First: Go to this amazing museum!!! It has taken its place at the top of my list of the best non-visual-art museums I have ever been to, alongside the Vasa Museum in Stockholm. The problem with museums about music is that whereas visual art takes space, music takes time. You can't hang music on the wall of a museum. I've been to musical instrument museums, and I find them dull and lifeless because they treat the instruments as a piece of art. (Side note: has anyone ever been to a musical instrument museum where you can hear the instrument you are looking at?)
House of Music has figured out how to provide a truly fulfilling experience of hearing music while seeing related displays. You wear headphones that have a very precise positioning sensor. Sometimes there are spots on the floor to stand, sometimes you stand in front of a monitor, sometimes just being in the room, you hear the music relevant to what you are seeing.
The museum takes you on a journey from the earliest music making through the history of western art music. There is a special emphasis on Hungarian music: folk music, patriotic music, and the top Hungarian composers (Liszt, Kodály, Bartók, and others). And it ends with an extensive section on how technology has changed and continues to change both the music and our experience of it. Much of the exhibit is hands-on, so there's stuff for kids (and for the kids in all of us).
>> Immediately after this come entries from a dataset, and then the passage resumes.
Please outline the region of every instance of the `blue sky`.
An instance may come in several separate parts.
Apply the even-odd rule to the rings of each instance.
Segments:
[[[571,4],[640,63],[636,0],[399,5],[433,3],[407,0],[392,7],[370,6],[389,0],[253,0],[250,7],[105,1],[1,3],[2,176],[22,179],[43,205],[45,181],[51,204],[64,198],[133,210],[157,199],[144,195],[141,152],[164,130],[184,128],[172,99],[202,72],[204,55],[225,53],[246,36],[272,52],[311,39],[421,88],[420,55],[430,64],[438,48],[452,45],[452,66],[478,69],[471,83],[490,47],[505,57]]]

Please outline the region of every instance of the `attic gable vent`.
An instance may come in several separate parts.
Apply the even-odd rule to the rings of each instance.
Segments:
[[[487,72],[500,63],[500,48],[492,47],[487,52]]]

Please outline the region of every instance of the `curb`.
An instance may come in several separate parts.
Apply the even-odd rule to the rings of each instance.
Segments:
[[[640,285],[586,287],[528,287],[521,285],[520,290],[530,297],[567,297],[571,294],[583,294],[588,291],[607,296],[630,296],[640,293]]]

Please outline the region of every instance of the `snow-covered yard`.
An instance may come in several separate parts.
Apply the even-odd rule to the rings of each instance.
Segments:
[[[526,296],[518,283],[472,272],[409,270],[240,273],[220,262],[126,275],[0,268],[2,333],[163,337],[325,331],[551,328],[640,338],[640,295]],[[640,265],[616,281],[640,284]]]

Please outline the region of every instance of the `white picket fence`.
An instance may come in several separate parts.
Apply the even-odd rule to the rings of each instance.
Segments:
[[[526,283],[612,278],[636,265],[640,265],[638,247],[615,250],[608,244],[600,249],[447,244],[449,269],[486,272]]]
What I'm describing is just the "permanent exhibition." There are other things in the museum, but I spent 2 1/2 hours just in the permanent exhibition, and I didn't do those other things. I gave short schrift to the technology stuff. If that is of interest to you, you could spend even longer. (I saw a lot of people going through at about the same pace I was, so I don't think I went atypically slowly. But you could certainly do it in less time if you have limited time in this gorgeous city.
If you go:
- Buy a ticket in advance. They (wisely) limit entries. I showed up at 11:30 am on a Thursday, and they told me the next available slot was at 12:45. This was okay for me because it gave me time to wander around City Park and grab a quick lunch.
- They have a senior discount. Be sure to ask if you think you're a senior.